Don’t Forget to Slow Down

woman doing yoga exercises at home

Productivity is the hustle culture’s currency in this world. Even when you’re walking, you have to do something a little productive, like listen to podcasts and audiobooks. When you’re at work, productivity should be at its peak to increase job performance. Sometimes, one’s health is compromised for the sake of productivity—skipping meals, staying up all night, and depriving the body of rest.

Keeping up with the fast-paced lifestyle, however, can do the opposite. It can hinder productivity with its adverse health effects, physically and mentally. Whether it is going on a couple’s vacation, watching reality TV, or having a session of a mommy makeover, taking a break and slowing down is necessary to remain grounded and focus on your goals.

Let your mind wander.

When you pause for a while and sit right at the moment without thinking of anything, the brain has all the freedom in the world. You might start with a germinal idea for a story or a new pitch. Then, the next thing you know, you’ve got the whole outline for your presentation at the back of your head. When you allow yourself to be bored, your brain can explore its many creative facets—and that’s backed by research. Imagine how creative thinking can benefit problem solving and ideation in your day-to-day life.

woman hugging herself

You’re not exactly productive when you’re sick.

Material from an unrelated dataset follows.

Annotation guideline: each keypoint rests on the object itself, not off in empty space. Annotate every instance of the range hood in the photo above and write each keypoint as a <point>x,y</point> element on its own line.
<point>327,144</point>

Not taking care of your body is detrimental to your immune system. For example, sleep deprivation leads to fatigue, slow cognitive function, low mood, etc. When you’re hungry because you skipped a meal, chances are you can’t focus on the task at hand. In retrospect, when your health is not at its peak, you’re prone to colds, headaches, and other health issues that will hinder you from being productive. It’s best to think twice before abusing your body because, as Andrew Thomas puts it, “You can’t hustle if you’re dead.”

Consider Bullet Journaling

A Bullet Journal is a system that allows a person to plot their days in a notebook through Rapid Logging. This concept encourages the user to “capture information as bulleted lists.” Events, notes, and tasks have different shapes as bullets so that they are easily distinguishable. As a result, the user can see how their days or weeks are planned out, and they can carry on with their schedule and keep up with tasks. The good thing about the Bullet Journal is that it promotes mindful productivity by reminding people to take into consideration why they are doing what they are doing.

In the world of hustling, it’s easy to lose sight of one’s true purpose because being busy can sometimes be addicting. Psychology Today captures it perfectly: “I’m busy, therefore I’m important and valuable, therefore I’m worthy.”

Sometimes, it’s better to remind oneself that the number of bullets in the journal does not define a person’s worth or significance in this world. What matters is your health and ability to listen to it and take care of it because, without it, you cannot fully carry out the tasks you need to do. Consider getting bored for a few minutes. Your mind may surprise you.